One thing that can cause this is a faulty coolant temp sensor for the computer.

If the sensor is telling the computer that the engine is in the closed loop mode (hot), and not in the open loop mode (cold), when the engine is started cold, the engine will run too lean until the engine warms up.


Is the idle speed significantly higher when you first start the engine in the AM, then it slows down after about 5 minutes, as the engine warm up? That’s what should happen. Since you are only having this stalling problem when the engine is cold, there must be something wrong with the system that is supposed to boost the idle speed for cold operation. It might be the engine coolant temperature sensor isn’t working for some reason. If so the computer couldn’t determine that the engine was cold. But that should flag a diagnostic code. It’s possible for the CEL to be off but there still be stored diagnostic codes, so that’s the first place I’d look if I had this problem.

Does this car have an idle adjustment screw? Around that time that feature was removed from most cars, the engineers figured it wasn’t needed and its better to just let the electronic gadgets like the IAC control the idle speed, but maybe yours has it. If so, maybe all that it needs is the idle rpm adjusted.

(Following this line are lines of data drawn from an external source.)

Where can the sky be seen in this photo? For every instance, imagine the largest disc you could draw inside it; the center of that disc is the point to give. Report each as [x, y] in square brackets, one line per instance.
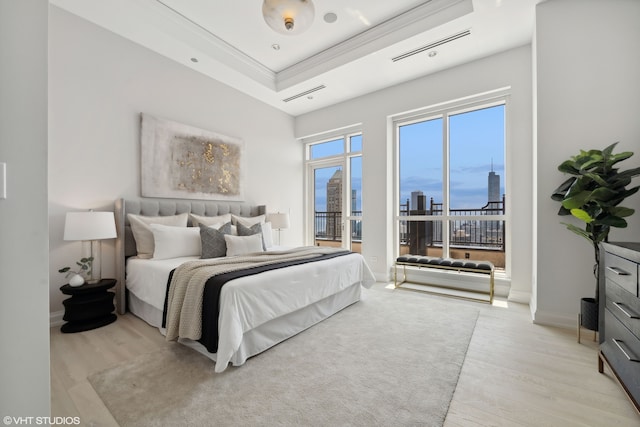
[477, 146]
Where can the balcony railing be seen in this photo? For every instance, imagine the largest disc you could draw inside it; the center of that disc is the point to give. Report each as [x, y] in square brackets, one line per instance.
[463, 233]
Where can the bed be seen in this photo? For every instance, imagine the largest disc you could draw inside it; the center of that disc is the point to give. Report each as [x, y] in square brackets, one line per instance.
[298, 288]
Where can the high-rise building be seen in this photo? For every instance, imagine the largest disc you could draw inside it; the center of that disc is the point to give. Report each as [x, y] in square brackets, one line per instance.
[494, 187]
[334, 204]
[334, 192]
[414, 199]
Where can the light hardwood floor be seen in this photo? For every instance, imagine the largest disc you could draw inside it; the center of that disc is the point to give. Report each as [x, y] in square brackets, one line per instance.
[515, 373]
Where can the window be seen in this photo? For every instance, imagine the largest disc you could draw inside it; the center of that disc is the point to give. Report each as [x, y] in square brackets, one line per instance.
[451, 182]
[334, 192]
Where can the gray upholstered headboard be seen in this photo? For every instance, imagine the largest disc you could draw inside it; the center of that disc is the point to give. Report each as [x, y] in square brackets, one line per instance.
[126, 244]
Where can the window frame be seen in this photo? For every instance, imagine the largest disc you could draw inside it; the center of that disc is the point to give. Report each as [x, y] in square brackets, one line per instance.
[343, 160]
[444, 111]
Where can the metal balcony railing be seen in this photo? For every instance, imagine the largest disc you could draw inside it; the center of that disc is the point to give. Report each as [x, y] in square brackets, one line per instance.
[464, 233]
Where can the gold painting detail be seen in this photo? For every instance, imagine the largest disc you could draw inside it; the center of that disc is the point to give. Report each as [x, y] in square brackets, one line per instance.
[205, 166]
[182, 161]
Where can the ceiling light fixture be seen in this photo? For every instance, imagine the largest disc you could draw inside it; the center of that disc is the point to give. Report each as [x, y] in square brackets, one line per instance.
[288, 16]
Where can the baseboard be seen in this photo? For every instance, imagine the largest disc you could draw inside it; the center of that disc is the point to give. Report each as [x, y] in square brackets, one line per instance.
[55, 319]
[554, 319]
[520, 296]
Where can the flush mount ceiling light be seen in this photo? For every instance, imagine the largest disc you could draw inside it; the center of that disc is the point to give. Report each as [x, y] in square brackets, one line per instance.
[288, 16]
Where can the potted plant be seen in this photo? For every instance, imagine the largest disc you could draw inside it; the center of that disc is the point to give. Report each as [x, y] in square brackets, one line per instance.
[593, 195]
[78, 276]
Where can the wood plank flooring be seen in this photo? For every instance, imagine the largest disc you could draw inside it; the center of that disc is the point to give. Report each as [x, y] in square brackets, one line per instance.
[515, 373]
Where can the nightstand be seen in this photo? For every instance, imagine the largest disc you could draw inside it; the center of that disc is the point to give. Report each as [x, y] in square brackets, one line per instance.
[90, 306]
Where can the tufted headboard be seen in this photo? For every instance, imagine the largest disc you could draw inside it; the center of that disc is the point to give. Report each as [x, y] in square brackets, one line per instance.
[126, 244]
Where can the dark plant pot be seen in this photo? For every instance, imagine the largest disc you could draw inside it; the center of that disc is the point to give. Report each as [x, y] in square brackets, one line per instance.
[589, 314]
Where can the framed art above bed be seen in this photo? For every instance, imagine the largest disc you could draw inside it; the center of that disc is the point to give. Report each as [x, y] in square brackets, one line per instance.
[181, 161]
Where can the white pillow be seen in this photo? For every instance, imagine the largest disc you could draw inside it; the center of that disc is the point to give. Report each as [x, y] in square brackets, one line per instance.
[241, 245]
[143, 235]
[211, 221]
[248, 221]
[267, 235]
[174, 242]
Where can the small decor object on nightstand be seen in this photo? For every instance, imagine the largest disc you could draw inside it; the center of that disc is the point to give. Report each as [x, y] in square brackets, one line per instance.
[90, 306]
[77, 278]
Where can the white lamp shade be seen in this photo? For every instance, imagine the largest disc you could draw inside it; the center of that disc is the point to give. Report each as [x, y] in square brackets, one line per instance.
[89, 226]
[297, 13]
[279, 221]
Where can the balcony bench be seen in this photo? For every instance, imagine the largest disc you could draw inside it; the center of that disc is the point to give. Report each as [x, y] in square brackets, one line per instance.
[460, 278]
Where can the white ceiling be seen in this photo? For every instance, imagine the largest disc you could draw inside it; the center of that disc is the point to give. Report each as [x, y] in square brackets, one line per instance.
[230, 42]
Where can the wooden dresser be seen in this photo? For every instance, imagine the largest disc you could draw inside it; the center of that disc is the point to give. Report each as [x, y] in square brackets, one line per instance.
[619, 315]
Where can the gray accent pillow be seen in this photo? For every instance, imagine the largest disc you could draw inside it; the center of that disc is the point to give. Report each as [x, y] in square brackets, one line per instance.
[213, 243]
[243, 230]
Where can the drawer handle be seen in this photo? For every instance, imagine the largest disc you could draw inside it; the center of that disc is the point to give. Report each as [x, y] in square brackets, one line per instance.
[626, 313]
[629, 358]
[618, 271]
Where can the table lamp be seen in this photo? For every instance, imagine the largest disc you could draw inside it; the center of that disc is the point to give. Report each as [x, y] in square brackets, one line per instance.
[91, 226]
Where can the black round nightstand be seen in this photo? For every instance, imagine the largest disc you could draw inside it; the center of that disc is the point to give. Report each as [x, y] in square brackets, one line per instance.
[90, 306]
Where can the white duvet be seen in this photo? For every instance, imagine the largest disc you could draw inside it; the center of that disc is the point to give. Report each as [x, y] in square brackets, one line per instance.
[251, 301]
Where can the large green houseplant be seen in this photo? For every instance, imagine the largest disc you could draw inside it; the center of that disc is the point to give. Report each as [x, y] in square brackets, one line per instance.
[593, 195]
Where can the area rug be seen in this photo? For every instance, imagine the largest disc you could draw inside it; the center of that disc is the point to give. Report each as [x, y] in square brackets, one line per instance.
[392, 359]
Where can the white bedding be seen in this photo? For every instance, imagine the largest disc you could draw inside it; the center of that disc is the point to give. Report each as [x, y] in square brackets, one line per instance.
[253, 301]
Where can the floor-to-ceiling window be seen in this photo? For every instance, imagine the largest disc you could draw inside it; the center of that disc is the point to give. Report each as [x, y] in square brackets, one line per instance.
[451, 191]
[334, 191]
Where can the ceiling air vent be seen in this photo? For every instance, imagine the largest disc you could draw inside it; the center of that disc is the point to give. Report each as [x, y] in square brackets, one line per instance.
[306, 92]
[432, 45]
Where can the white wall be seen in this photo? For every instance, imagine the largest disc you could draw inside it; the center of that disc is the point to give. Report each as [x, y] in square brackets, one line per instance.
[24, 278]
[99, 84]
[512, 68]
[588, 96]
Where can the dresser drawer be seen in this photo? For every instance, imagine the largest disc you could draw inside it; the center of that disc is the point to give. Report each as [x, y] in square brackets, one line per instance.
[622, 350]
[624, 306]
[622, 271]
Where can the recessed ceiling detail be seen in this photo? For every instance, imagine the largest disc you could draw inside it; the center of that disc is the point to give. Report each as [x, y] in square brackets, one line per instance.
[430, 46]
[351, 56]
[306, 92]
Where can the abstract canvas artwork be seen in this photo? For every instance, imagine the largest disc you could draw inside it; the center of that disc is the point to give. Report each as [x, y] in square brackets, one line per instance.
[181, 161]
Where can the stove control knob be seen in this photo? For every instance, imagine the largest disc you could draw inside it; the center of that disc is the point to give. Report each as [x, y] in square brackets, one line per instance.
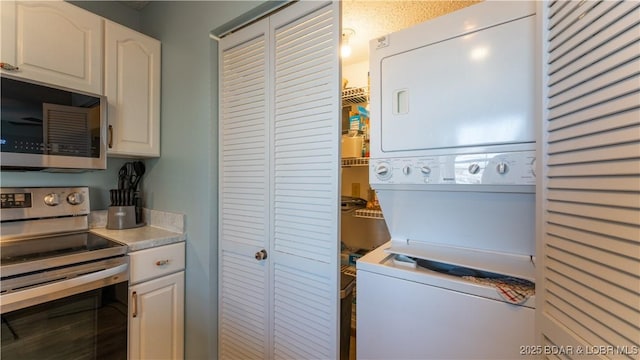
[75, 198]
[52, 199]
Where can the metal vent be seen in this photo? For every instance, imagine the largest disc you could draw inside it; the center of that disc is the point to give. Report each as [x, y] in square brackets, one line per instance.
[66, 130]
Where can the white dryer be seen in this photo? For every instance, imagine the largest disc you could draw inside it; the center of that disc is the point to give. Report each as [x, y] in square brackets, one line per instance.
[453, 163]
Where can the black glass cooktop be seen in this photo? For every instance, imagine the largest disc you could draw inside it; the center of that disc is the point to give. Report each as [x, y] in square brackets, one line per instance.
[37, 254]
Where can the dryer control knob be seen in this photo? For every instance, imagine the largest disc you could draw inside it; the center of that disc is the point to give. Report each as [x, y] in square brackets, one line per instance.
[75, 198]
[474, 168]
[52, 199]
[383, 171]
[502, 168]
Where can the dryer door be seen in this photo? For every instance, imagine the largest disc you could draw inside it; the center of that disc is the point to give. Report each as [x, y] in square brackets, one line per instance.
[469, 91]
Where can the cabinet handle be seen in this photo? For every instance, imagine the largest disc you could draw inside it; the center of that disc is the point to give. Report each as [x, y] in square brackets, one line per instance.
[134, 300]
[261, 255]
[9, 67]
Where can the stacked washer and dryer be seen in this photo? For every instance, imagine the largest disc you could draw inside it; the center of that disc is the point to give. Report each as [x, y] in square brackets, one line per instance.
[453, 133]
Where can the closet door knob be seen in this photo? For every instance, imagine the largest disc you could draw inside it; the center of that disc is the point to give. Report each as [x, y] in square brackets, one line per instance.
[261, 255]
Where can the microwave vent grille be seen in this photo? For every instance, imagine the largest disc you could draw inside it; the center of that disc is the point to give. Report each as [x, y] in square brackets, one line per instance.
[69, 135]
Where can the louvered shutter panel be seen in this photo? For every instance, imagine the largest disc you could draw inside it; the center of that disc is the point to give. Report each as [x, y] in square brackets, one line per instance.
[306, 133]
[244, 194]
[589, 290]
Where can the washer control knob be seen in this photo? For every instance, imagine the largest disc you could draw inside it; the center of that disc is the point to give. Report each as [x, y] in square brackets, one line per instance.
[474, 168]
[502, 168]
[75, 198]
[52, 199]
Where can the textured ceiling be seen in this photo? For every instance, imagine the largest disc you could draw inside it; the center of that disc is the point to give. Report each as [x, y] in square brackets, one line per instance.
[371, 19]
[137, 5]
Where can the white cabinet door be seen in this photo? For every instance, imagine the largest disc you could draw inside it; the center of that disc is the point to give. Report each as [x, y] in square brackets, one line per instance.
[53, 42]
[156, 318]
[132, 87]
[588, 191]
[279, 186]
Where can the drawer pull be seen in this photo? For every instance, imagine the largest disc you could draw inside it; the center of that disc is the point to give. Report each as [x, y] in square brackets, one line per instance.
[134, 300]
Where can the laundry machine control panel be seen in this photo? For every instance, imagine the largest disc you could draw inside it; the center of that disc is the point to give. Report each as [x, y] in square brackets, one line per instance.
[511, 168]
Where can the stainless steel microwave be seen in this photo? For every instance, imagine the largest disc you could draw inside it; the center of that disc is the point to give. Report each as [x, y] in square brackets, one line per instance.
[46, 127]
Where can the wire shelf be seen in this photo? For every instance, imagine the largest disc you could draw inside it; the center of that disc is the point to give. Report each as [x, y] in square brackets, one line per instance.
[355, 162]
[369, 214]
[354, 96]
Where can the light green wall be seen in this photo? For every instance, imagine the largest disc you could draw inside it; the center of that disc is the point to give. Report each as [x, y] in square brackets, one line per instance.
[184, 179]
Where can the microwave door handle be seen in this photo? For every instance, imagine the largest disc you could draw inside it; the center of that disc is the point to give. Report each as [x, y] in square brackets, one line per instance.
[110, 136]
[40, 294]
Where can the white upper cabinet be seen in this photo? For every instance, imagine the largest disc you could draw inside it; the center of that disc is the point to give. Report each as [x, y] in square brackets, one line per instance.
[132, 87]
[53, 42]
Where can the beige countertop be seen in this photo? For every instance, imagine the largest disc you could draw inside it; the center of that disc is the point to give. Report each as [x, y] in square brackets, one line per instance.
[162, 229]
[141, 238]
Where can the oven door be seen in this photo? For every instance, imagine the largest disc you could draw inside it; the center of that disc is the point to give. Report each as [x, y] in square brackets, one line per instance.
[83, 315]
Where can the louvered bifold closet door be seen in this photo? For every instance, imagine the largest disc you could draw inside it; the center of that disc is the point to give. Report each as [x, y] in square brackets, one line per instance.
[243, 322]
[590, 189]
[306, 133]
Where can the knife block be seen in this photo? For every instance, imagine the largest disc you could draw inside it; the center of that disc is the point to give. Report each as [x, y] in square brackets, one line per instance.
[122, 217]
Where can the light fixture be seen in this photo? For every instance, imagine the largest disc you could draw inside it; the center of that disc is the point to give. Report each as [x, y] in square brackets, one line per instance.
[345, 49]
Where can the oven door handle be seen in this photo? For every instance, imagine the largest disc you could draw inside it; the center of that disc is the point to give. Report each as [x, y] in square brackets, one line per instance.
[57, 290]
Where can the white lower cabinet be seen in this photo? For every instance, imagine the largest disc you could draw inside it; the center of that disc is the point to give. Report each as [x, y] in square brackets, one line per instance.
[156, 303]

Another idea is that your engine is running lean for some reason, and that would usually be caused by a vacuum leak. The symptom where you step on the gas and the engine seems about to die, that’s common with a too-lean mixture. Checking for vacuum leaks is best done by someone who’s experienced with how to do it. It’s more involved than just looking for cracked vacuum lines. Try to find someone who know how, and let them show you how to do it. If they don’t have a hand-held vacuum pump or equivalent, find somebody else.

Another cause for too-lean operation is a fuel pressure or clogged injector problem. A fuel pressure test would be the first step. There is a test to indirectly measure fuel injector flow too. I forget what it is called, but you pressure the rail, then turn off the fuel pump, and pulse the injectors one by one a certain number of times, then measure the drop in fuel pressure.

+1 @tester

+2 to Tester.
In addition to his comment, the temp sensor doesn’t always cause a fault code. The ECU has no ready way of knowing the temp sensor’s signal is wrong. It has nothing to compare it to.